Mutti: "Siena è un test importante"

PALERMO. «Quello di Siena è un esame importante per il Palermo: ci aspettiamo 90' di alta intensità e tensione». Bortolo Mutti parla a bassa voce, ma non usa tanti giri di parole per mettere a fuoco le insidie che nasconde la sfida di domani, nello stadio 'Franchì, contro i toscani dei due palermitani Gaetano D'Agostino ed Emanuele Calaiò. Entrambi, però, per fortuna dei rosanero, non saranno in campo; l'ex Brienza, invece, ci sarà.

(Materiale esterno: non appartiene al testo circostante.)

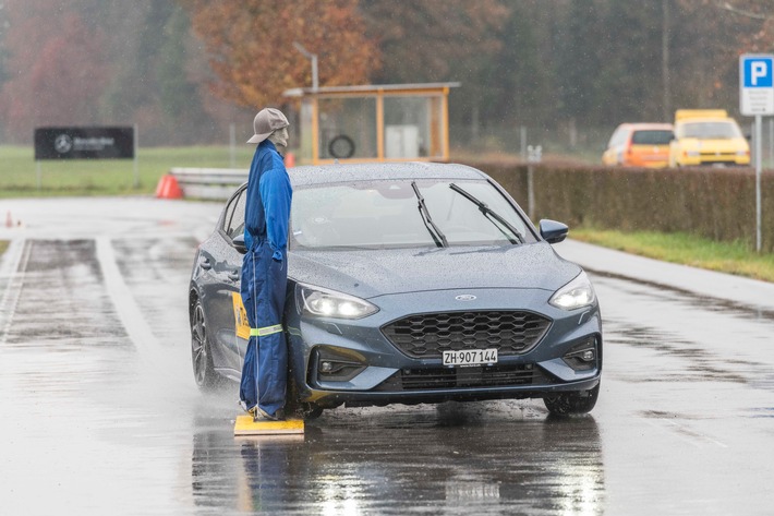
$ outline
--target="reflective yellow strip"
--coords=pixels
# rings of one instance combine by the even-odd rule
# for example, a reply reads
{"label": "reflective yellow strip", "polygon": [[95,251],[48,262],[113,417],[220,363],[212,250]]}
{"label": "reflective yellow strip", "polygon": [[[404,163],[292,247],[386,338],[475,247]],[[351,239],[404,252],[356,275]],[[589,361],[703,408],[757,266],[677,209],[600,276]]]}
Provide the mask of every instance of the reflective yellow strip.
{"label": "reflective yellow strip", "polygon": [[274,326],[266,326],[263,328],[250,328],[251,337],[265,337],[275,333],[280,333],[282,331],[281,324],[275,324]]}

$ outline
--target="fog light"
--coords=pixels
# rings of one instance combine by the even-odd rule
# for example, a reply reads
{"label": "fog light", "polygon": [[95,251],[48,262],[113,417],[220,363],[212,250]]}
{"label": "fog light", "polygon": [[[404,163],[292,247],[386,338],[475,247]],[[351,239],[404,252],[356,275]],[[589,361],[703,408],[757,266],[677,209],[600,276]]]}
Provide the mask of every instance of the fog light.
{"label": "fog light", "polygon": [[319,382],[348,382],[367,368],[365,357],[351,349],[321,346],[315,355]]}
{"label": "fog light", "polygon": [[589,337],[576,344],[561,359],[576,371],[591,371],[596,368],[596,337]]}

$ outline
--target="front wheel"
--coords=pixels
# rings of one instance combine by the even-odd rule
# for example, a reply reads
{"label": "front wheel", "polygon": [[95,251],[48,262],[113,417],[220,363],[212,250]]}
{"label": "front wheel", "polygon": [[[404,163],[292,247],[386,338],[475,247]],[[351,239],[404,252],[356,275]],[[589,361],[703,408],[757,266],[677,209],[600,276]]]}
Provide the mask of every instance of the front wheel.
{"label": "front wheel", "polygon": [[600,384],[597,383],[596,387],[590,391],[546,396],[543,398],[543,403],[551,413],[557,416],[591,412],[600,397]]}
{"label": "front wheel", "polygon": [[204,392],[215,391],[220,386],[220,377],[215,372],[210,349],[204,308],[202,301],[196,300],[191,316],[191,361],[196,385]]}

Mutti, in cuor suo, spera di ripetere l'exploit infrasettimanale del Catania, vittorioso contro il Siena di Sannino e del ds Perinetti (per lui è quasi scontato il ritorno a Palermo), grazie a un gol del fantasista Lodi, campano d'origine ma cresciuto nel vivaio dell'Empoli, in modo da firmare la prima vittoria in trasferta della stagione. Questo tabù non preoccupa più di tanto, perchè il Palermo in casa travolge avversari di ogni tipo, ma resta il fatto che l'ultimo successo lontano dal Barbera è datato maggio 2011, sul campo della derelitta Sampdoria, che affrontò il Palermo con più di un piede in B: da allora solo sconfitte e qualche pareggio. Come si spiega questa metamorfosi? Mutti dice:«Abbiamo fatto dei passi in avanti, conquistato punti su campi
anche difficili. Dobbiamo proseguire la ricerca di questa benedetta vittoria. È normale che, da parte nostra, ci sia questa voglia e determinazione. Può emergere la maturità di una squadra che deve sapersi rapportare anche in situazioni non proprio ideali. Certo, giocare a Siena non è l'ideale, perchè da quelle parti si sta preparando la partita con grande carica agonistica e ambientale: per noi sarà un ulteriore banco di prova che dovremo affrontare con tutte le risorse a disposizione».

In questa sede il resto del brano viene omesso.